While speeding up the sale of artwork, noncash exchanges may add several layers of complication for both collector and dealer. The dealer may owe a consignor after the swap has taken place, and that person is not likely to want anything other than cash; a dealer now in possession of a house now will be the one scrambling for money to pay the consignor. The object offered in exchange for art may need to be appraised, and differing estimates could lead to protracted negotiations that slow down the sale and sour the relationship between dealer and collector. Even a generous appraisal, of course, is not money in the bank, "and someone may end up getting the short end of the stick," Peters said. Of the three instances in which he has accepted stocks for artwork, "in one case, I made out great, making 10 times my money; in another case, I guess I came out even." In the third instance, he is still holding onto the stock, waiting for a favorable time to sell.
When a collector offers artwork in exchange for a piece, the dealer may accept the work in a straight swap or arrange to sell the offered object in order to raise money toward purchasing the piece. Robert Fishko, director of New York's Forum Gallery, has "acquired works for inventory, and you take a risk every time when you do that," while Emmerich has "put up at auction" works offered by collectors in exchange, because "I don't like to gamble. If I sell you a painting for $100,000, I want $100,000. I don't want to hope that I can some day sell it."
At other times, the artwork offered by the collector may be outside of the field in which the dealer operates. Jane Kallir, director of Galerie St. Etienne in New York City, which specializes in Austrian and German expressionist art, described being offered once a drawing by Henri Matisse. "We could sell it for them, but there are many other dealers much more in touch with the Matisse market than we are," she said, adding that she recommended the collector sell the drawing through one of those dealers and then purchase the artwork at her gallery. At other times, Kallir has brokered a sale through another dealer on behalf of a collector.

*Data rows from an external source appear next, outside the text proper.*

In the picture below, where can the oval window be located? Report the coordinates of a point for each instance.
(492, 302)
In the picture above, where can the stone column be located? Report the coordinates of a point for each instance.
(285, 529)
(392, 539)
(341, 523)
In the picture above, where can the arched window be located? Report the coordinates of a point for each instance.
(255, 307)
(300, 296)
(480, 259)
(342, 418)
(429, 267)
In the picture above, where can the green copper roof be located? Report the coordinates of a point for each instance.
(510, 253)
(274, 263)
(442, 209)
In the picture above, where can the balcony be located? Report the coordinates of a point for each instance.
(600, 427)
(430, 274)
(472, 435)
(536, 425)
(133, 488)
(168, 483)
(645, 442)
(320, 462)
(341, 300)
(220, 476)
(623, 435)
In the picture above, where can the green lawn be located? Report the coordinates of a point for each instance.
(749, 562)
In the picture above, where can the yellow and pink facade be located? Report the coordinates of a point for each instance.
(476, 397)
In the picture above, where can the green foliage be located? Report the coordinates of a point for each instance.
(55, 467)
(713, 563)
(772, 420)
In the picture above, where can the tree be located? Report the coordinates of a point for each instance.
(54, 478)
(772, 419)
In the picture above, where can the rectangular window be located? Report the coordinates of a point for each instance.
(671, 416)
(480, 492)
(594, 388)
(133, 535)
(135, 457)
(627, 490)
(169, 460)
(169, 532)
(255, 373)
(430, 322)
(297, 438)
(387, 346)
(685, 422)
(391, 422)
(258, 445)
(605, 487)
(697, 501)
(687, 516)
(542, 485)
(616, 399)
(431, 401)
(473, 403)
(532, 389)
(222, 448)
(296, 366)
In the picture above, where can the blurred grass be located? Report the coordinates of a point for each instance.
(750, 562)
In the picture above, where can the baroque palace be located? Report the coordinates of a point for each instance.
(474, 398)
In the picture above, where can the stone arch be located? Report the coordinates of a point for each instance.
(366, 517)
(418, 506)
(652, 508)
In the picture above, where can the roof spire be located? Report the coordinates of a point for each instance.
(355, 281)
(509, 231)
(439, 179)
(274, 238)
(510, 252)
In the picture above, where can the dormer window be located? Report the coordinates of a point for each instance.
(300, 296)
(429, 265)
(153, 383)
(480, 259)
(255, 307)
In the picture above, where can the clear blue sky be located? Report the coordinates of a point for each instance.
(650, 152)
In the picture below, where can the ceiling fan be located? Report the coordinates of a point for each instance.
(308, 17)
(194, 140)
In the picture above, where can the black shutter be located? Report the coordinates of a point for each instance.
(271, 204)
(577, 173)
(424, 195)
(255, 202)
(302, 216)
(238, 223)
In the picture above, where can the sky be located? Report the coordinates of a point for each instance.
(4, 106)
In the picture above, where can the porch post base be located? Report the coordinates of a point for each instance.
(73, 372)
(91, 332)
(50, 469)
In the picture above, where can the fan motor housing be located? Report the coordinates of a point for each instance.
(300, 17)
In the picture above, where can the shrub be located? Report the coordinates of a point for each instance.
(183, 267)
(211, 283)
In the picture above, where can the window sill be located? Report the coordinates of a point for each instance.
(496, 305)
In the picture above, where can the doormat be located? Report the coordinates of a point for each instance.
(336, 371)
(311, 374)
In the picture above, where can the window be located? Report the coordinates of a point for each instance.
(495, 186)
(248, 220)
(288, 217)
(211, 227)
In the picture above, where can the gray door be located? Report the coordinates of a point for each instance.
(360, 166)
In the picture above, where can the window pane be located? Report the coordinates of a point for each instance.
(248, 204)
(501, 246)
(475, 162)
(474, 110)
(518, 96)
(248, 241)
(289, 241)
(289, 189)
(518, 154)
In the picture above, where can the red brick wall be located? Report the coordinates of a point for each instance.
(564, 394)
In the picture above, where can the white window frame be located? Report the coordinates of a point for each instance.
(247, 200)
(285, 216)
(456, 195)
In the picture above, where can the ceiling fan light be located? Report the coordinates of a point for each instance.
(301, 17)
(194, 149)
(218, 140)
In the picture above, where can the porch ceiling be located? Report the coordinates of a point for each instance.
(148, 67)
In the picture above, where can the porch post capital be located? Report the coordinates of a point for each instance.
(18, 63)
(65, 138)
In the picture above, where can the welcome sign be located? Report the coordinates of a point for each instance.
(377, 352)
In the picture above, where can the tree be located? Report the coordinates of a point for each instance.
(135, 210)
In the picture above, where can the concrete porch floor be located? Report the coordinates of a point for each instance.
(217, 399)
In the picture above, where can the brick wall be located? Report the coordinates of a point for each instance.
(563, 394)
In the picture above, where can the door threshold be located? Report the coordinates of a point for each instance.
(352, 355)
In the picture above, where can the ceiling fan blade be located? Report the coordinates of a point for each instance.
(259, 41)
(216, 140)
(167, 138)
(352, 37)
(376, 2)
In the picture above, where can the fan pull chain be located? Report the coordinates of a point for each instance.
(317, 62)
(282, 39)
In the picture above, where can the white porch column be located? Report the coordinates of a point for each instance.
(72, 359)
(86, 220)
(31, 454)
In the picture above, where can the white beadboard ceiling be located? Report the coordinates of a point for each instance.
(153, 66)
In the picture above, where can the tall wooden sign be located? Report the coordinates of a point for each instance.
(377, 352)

Dividing the exchange into two separate transactions (selling one item and buying another) simply makes the most sense, Kallir said. "Collectors should want to net as much money as possible, rather than just match the dealer's wholesale price." She added that it is sometimes difficult to get the sale and purchase dates to coincide, lessening the opportunity for the collector to use one artwork to acquire another.
There are also tax considerations in making a swap, primarily because this exchange is a type of sale. Both dealer and collector may need to declare capital gains for the sale and not have the cash with which to pay the tax. The Internal Revenue Service permits tax-free "like-kind" exchanges -- for instance, a painting for another painting -- but only when the objects involved were acquired for investment purposes rather than as a hobby; in other words, professional art dealers may swap those paintings tax-free but an ordinary collector could not. The burden of proof would be on the collector both to show the IRS that he or she is an investor and that the exchanged objects were "like-kind." There would be no possible tax-free exchange of a house or jewelry for artwork.